Berlin.

Der Termin kam überraschend, die Entscheidung nicht. Die große Zeit von Klaus Wowereit war lange vorbei, ehe er gestern seinen Rücktritt als Regierender Bürgermeister Berlins zum 11. Dezember bekannt gab – nach 13 Jahren Amtszeit. Allzu tief wollte sich der 60-Jährige nicht in die Seele blicken lassen, nur bei seiner Liebeserklärung an Berlin stiegen ihm die Tränen in die Augen. „Ich gehe freiwillig“, versicherte Wowereit, ließ aber keinen Zweifel daran, dass er jetzt geht, weil die Debatte um seine Nachfolge in der SPD längst und unwiderruflich im Gang ist.

Eigentlich hatte er erst Ende 2015 entscheiden wollen, ob er im Herbst 2016 noch einmal antritt – doch so lange wollten die Spitzengenossen der Berliner SPD nicht mehr warten, weil sie fürchten, mit Wowereit sei sowieso keine Wahl mehr zu gewinnen.

„Berlin ist arm, aber sexy“

Was für ein Abstieg: vom lässig-coolen Politstar zum Buhmann, dem die Wähler nach allen Umfragen nicht mehr trauen. Aber davor stand ein beachtlicher Aufstieg: Wowereit, in Berlin als unehelicher Sohn einer Putzfrau geboren, hat sich aus kleinsten Verhältnissen hochgearbeitet. Nach dem Jurastudium machte er zügig Karriere in der Berliner SPD. Deutschlandweit wurde er bekannt mit seinem heute legendären Satz: „Ich bin schwul, und das ist auch gut so.“ Da bewarb er sich erstmals und erfolgreich als Regierender Bürgermeister, mitten im Wahlkampf 2001 wagte er als erster deutscher Spitzenpolitiker sein Outing.

Nicht weniger bekannt ist seine zwei Jahre späte geprägte Beschreibung der Stadt: „Berlin ist arm, aber sexy“. Das war die Zeit, als der Bürgermeister wegen seiner ausschweifenden Abendtermine noch freundlich „Regierender Partymeister“ genannt wurde und der beliebteste Landespolitiker Deutschlands war. Damals bewältige er den Bankenskandal, sanierte den Haushalt und trug bei zum coolen Image der Hauptstadt.
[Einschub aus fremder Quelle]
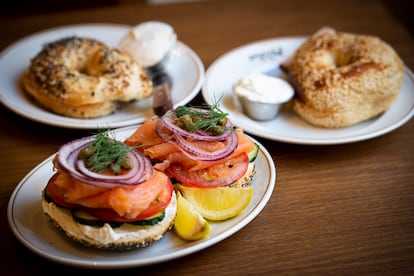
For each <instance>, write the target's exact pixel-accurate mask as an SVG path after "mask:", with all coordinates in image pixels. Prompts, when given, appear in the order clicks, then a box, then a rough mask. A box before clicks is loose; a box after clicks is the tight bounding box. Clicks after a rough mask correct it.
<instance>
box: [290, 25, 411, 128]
mask: <svg viewBox="0 0 414 276" xmlns="http://www.w3.org/2000/svg"><path fill="white" fill-rule="evenodd" d="M282 69H284V70H285V71H286V72H287V73H288V75H289V77H290V80H291V81H292V83H293V84H294V86H295V88H296V96H295V98H294V100H293V101H292V108H293V110H294V111H295V112H296V113H297V114H299V115H300V116H301V117H302V118H303V119H305V120H306V121H308V122H310V123H312V124H314V125H317V126H322V127H327V128H339V127H346V126H350V125H354V124H357V123H359V122H362V121H365V120H367V119H370V118H373V117H375V116H377V115H379V114H381V113H382V112H384V111H385V110H387V109H388V108H389V107H390V106H391V104H392V103H393V102H394V100H395V99H396V97H397V95H398V94H399V91H400V88H401V84H402V79H403V74H404V66H403V62H402V61H401V59H400V57H399V56H398V54H397V53H396V52H395V51H394V49H393V48H392V47H391V46H390V45H388V44H387V43H385V42H384V41H382V40H381V39H379V38H378V37H374V36H368V35H356V34H351V33H344V32H336V31H335V30H333V29H324V30H323V31H319V32H317V33H316V34H315V35H313V36H312V37H310V38H309V39H308V40H307V41H305V42H304V43H303V44H302V45H301V46H300V47H299V48H298V49H297V50H296V52H295V53H294V55H293V56H292V58H291V60H290V62H289V63H287V64H285V65H282Z"/></svg>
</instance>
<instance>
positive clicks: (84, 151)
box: [78, 145, 95, 160]
mask: <svg viewBox="0 0 414 276" xmlns="http://www.w3.org/2000/svg"><path fill="white" fill-rule="evenodd" d="M94 153H95V147H94V146H93V145H88V146H86V147H84V148H83V149H81V150H80V151H79V155H78V158H79V159H81V160H84V159H87V158H88V157H90V156H92V155H93V154H94Z"/></svg>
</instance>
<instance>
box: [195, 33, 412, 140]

Er verstand es, nacheinander mit den Grünen, der Linken und heute mit der CDU zu regieren.

Der Tag aber, an dem sein Stern zu sinken begann, war der 8. Mai 2012: Damals sagte Wowereit die Eröffnung des neuen Großflughafens Berlin-Brandenburg BER ab – nur knapp vier Wochen vor dem geplanten Start des Airports, den der Bürgermeister doch als das wichtigste Projekt seiner Amtszeit bezeichnet hatte. Als BER-Aufsichtsratschef bekam Wowereit die Probleme auch danach nicht mehr in den Griff, fünfmal wurde die Eröffnung verschoben, der Flughafen wurde bundesweit zur Lachnummer – und Wowereit gleich mit. Seine anfangs geschätzte Lässigkeit galt nun als Schludrigkeit.

„Eine herbe Niederlage“ nannte er gestern das Flughafen-Debakel, und mit einem Anflug von Humor fügte er hinzu, er wünsche dem Airport „eine baldige Fertigstellung“. Das Debakel hat ihn zu einem der unbeliebtesten Politiker Berlins gemacht, und einmal auf der schiefen Bahn, gelang Wowereit nur noch wenig – seine Pläne für die Nutzung des ehemaligen Flughafengeländes Tempelhof stoppten die Wähler per Bürgerentscheid, Baupläne für eine Landesbibliothek wurden verspottet. Kann so einer die Berliner Olympia-Bewerbung wuppen? Immer mehr verstärkte sich der Eindruck, Wowereit habe die Lust verloren, lasse sich treiben. 2013 gab er, der einst als Kanzlerkandidat gehandelt wurde, frustriert sein Amt als Vizechef der Bundes-SPD auf.

Keine Unterstützer mehr

In der Sommerpause tauchte an der Parteibasis plötzlich die Forderung nach seinem schnellen Rückzug auf – ohne dass die SPD-Führung Wowereit geschlossen zur Seite gesprungen wäre. Immerhin, nach seiner Rücktrittsankündigung reagierten gestern auch politische Konkurrenten mit Respekt.